Choi cited a source who reportedly told his organization that Sneddon is living in Pyongyang and teaching English. He has a wife and two children, the Japanese News Network (JNN) reported.
Sneddon’s mother, Kathleen, said the Japanese report “doesn't surprise me at all.”
“We just knew in our heart that he was alive, so we had to keep fighting,” she told Deseret News Utah.
Following the Wednesday report, the US Department of State announced it would begin searching for Sneddon in North Korea.
Kathleen and the rest of Sneddon’s family have campaigned for David’s return ever since he failed to turn up at the airport in Seoul, South Korea, where he was scheduled to meet his brother. They operate a website and a Facebook page dedicated to bringing him home.

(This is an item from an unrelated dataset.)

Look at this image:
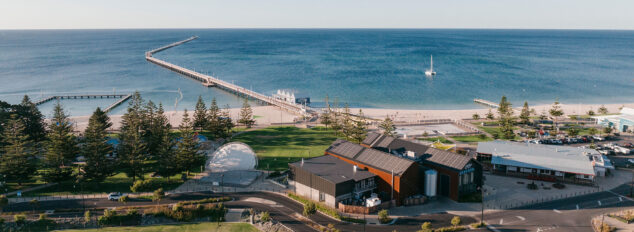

Sneddon’s parents say they believe their son was taken by the North Korean government for training purposes, due to his fluency in Korean, which he used when serving as a Mormon missionary in South Korea.
The upcoming State Department investigation comes after members of Utah’s congressional delegation asked lawmakers earlier this year to probe whether Sneddon had been abducted by Pyongyang.
Sneddon’s parents, who live in Providence, Utah, said the Japanese report has given them renewed hope, but urged the public to remember that many others – not just their son – are oppressed by the North Korean regime every day.
“One young man from Utah is a sad and woeful story. But when you look at the total number...” David's father, Roy Sneddon, said. “Pray for the people of North Korea that their lives will change.”